15h06 - Je ne suis même pas surprise.

15h30- Elle me parle d'EBE, de CAF et d'amortissements et je hoche la tête. Si on m'avait dit ça il y a quelques semaines, j'aurais bien rigolé. Là, ça me parle.

15h31- Je sais maintenant que, pour faire passer un dossier, il faut en présenter un plus gros, qui semble déraisonnable et faire genre, non, mais j'ai bien compris que c'était trop conséquent, mieux vaut commencer modestement, blablabla.

15h32- Elle n'est pas stupide, mais de toute façon, les chiffres parlent pour moi. Ça passe.

15h33 - Elle m'apprend quelque chose: je n'ai pas d'expérience en restauration.

15h34 - Je suis soufflée. Comme une impression de déjà-vu.

15h35- Je me dis qu'elles me prennent vraiment toutes pour une greluche. Mais que c'est de bonne guerre.

15h36 - Elle m'explique pourquoi les banques sont devenues si frileuses à soutenir financièrement des projets comme les miens.

15h37- Je m'attends à ce qu'elle évoque le cas de personnes "pas dans la partie" qui ont échoué.

15h38 - Au lieu de ça, elle finit sa phrase, en précisant: "mais je vois que vous avez vraiment envie de monter cette affaire, et je ne peux pas l'ignorer."

15h40- Elle sourit. Et marque un point.

15h50 - Elle fait une synthèse du dossier, après avoir joué de la calculette, évalué les prêts, les aides... Et me conseille de n'avoir "aucune pitié" pour la propriétaire actuelle du resto convoité, eu égard à son chiffre d'affaires riquiqui. Que ce bilan joue en ma défaveur et que je dois retourner la situation et prouver que je peux faire mieux que ça. Que je dois négocier sec.

15h51- Comment on fait, pour devenir un vrai renard en deux coups de cuillère à pot?

15h52 - Un éclair de lucidité : On pense à sa survie.

16h - Au moment où je sors de la banque, j'ai à peine le temps d'enfiler ma parka qu'il se met à pleuvoir.
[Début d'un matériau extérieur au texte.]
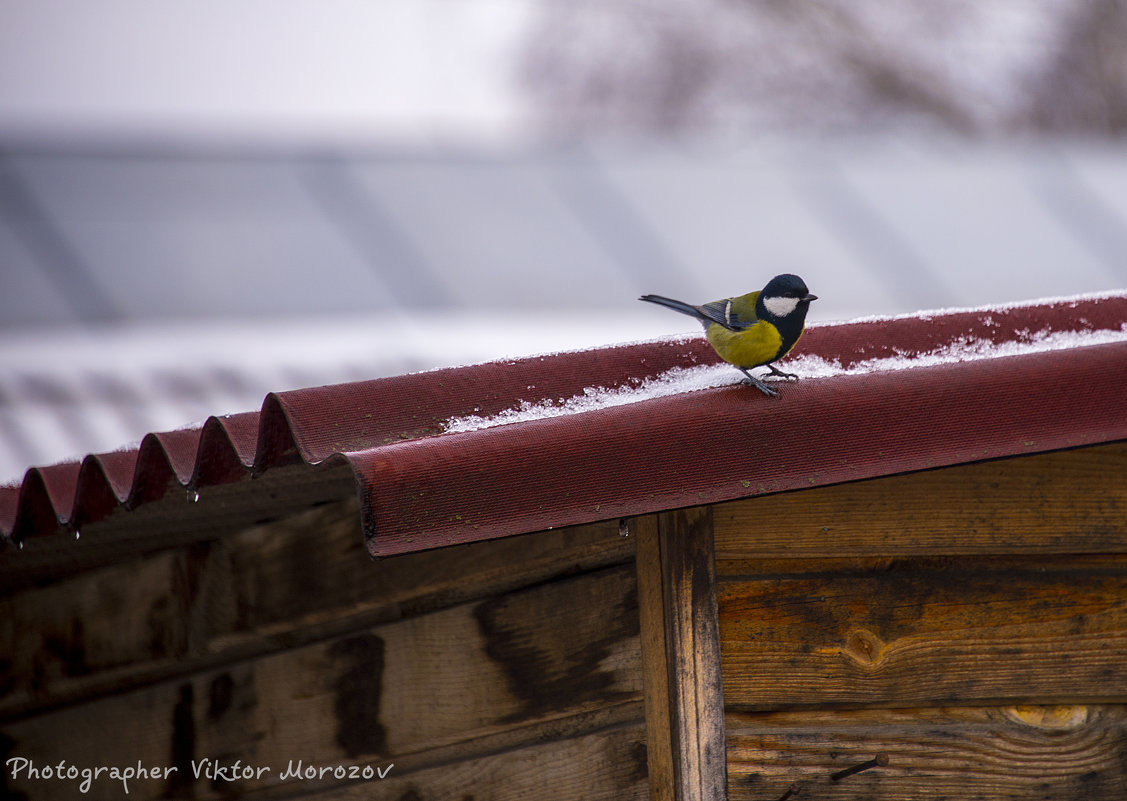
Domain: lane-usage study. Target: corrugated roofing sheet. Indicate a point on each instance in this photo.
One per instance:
(422, 487)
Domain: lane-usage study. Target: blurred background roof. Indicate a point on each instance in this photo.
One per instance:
(206, 202)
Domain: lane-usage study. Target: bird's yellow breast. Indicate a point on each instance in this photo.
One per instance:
(748, 348)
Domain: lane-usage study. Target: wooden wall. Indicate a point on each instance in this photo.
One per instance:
(969, 623)
(503, 669)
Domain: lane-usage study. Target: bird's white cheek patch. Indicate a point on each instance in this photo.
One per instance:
(780, 306)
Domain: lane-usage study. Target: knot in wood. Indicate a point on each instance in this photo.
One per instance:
(864, 648)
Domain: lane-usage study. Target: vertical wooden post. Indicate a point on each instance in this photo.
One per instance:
(681, 655)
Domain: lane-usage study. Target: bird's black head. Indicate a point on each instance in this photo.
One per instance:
(784, 295)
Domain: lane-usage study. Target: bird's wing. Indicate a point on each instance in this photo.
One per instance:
(734, 313)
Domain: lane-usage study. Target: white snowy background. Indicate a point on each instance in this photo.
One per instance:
(204, 202)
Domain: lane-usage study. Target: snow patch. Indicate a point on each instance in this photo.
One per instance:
(682, 380)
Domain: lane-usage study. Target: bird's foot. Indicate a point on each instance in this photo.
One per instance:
(777, 372)
(759, 384)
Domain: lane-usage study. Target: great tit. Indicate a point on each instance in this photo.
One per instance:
(754, 329)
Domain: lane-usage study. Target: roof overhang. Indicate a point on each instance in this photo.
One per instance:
(893, 395)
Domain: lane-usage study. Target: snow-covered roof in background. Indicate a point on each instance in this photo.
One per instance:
(903, 395)
(147, 291)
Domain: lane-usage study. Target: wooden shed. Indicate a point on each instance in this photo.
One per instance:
(571, 577)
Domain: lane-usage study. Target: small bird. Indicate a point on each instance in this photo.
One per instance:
(754, 329)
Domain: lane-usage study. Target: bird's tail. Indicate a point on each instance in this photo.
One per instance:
(676, 305)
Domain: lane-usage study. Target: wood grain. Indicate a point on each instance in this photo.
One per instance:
(284, 584)
(497, 666)
(1064, 753)
(605, 765)
(1068, 501)
(926, 631)
(692, 655)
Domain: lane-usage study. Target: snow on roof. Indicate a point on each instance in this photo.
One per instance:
(809, 365)
(463, 454)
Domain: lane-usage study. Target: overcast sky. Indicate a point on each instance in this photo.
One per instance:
(422, 70)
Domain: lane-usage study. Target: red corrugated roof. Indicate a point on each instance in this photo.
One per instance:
(422, 488)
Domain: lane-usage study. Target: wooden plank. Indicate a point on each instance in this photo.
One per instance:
(926, 632)
(289, 583)
(1054, 753)
(1066, 501)
(690, 737)
(655, 658)
(605, 765)
(505, 664)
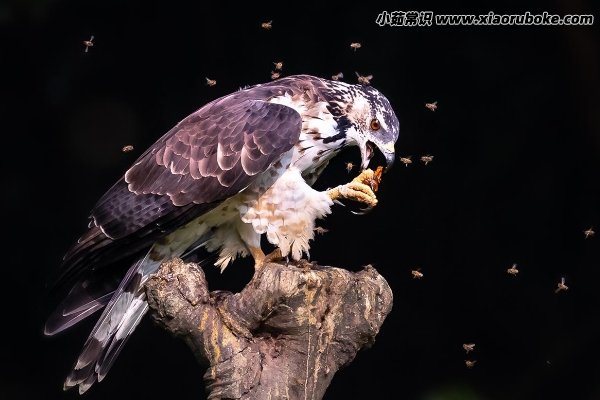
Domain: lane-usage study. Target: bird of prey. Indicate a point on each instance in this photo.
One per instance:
(240, 167)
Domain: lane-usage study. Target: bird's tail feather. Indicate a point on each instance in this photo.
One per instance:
(122, 314)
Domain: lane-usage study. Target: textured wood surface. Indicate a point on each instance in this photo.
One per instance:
(284, 336)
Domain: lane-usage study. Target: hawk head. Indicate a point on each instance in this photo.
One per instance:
(367, 119)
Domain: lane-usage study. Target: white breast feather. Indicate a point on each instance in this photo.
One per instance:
(286, 213)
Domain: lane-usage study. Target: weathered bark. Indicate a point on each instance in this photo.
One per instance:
(283, 336)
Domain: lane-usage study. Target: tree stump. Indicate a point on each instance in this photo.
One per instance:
(284, 336)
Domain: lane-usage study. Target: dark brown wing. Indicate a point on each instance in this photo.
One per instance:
(209, 156)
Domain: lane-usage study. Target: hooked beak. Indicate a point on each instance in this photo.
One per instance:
(367, 151)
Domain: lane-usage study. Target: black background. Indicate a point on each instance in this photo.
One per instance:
(516, 141)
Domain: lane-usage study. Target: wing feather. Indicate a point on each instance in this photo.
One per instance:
(209, 156)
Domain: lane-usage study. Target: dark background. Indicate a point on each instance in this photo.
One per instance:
(516, 140)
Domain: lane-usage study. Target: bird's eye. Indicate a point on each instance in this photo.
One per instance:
(375, 125)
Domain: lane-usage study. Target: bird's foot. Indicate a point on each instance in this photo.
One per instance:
(361, 189)
(305, 265)
(273, 256)
(261, 259)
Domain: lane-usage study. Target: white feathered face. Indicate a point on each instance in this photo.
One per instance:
(373, 125)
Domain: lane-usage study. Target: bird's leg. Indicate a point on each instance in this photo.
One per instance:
(261, 259)
(258, 255)
(359, 189)
(273, 256)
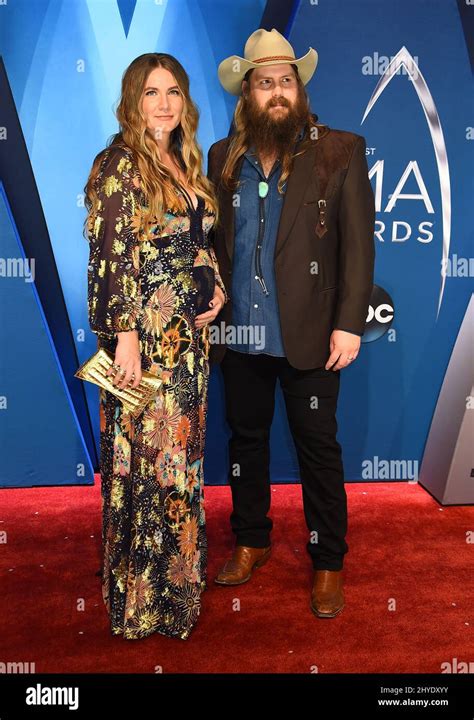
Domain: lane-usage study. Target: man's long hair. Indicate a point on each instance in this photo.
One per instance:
(157, 182)
(240, 140)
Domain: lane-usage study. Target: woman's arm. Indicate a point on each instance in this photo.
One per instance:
(114, 298)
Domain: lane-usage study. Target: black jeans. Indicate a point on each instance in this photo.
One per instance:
(311, 402)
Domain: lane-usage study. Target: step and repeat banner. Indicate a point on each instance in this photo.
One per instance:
(398, 73)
Mais du genre pluie de cinéma, comme lorsqu'on a l'impression que les acteurs se prennent des seaux d'eau sur la tronche pour mimer les averses.

16h02 - Je suis trempée. Il est temps de m'octroyer une petite pause. Enfin, pas là, maintenant que le gros 4x4 vient de m'éclabousser les 2cm encore secs de mon jean, mais une fois au chaud.

16h10 - Je retrouve une amie dans le seul salon de thé que j'avais négligé, au moment de mon étude de marché. Le gérant a deux de tension, prévient sur sa carte que les gens pressés n'ont pas leur place ici et se décide à prendre notre commande une bonne vingtaine de minutes après notre arrivée.

16h25- Les smoothies qu'il nous a apportés ne sont pas faits maison. Petite déception. Mais l'endroit est tellement beau - et le jus plutôt savoureux - qu'on ne lui en tient pas rigueur.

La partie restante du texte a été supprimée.